Gezien het feit dat Harrison geen lid was van de ultra-exclusieve Worshipful Company of Clockmakers, doorstonden zijn uurwerken herhaaldelijk de tests van de Board of Longitude, maar werden zijn resultaten door persoonlijke anekdotes weerlegd. Harrison werd in feite uitgesloten van zijn beloning voor het ontwerpen van de functionerende H4 en H5, zelfs toen de technologie ervan aan andere klokkenmakers werd doorgegeven.
Er was uiteindelijk een parlementaire wet en een persoonlijk dreigement van koning George III voor nodig, voordat de Board of Longitude Harrison iets voor zijn prestaties overmaakte. Ondanks alles werd het volledige prijzengeld nooit aan iemand uitgekeerd, ook niet aan Harrison.
Ten tijde van Harrisons dood in 1776 was James Cook net teruggekeerd van een wereldreis rond de aarde met behulp van de door Harrison ontwikkelde technologie.

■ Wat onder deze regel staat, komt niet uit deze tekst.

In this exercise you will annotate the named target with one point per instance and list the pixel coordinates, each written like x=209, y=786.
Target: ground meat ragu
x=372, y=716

Het is onduidelijk of de horlogemaker zich bewust was van zijn rol in deze triomf voordat hij overleed.
De originele H1-H4 prototypen van Harrison zijn te zien in Flamsteed House in het Royal Observatory in Greenwich, waar ze worden geprezen omdat ze een revolutie hebben teweeggebracht in de zeevaart over de hele wereld. De eerste drie tikken nog steeds in het volle zicht, 250 jaar na hun conceptie. Alleen de H4 staat stil, omdat alleen deze olie nodig heeft voor de smering van de tandwielen, wat betekent dat de tere tandwielen na verloop van tijd zouden degraderen als hij zou blijven draaien.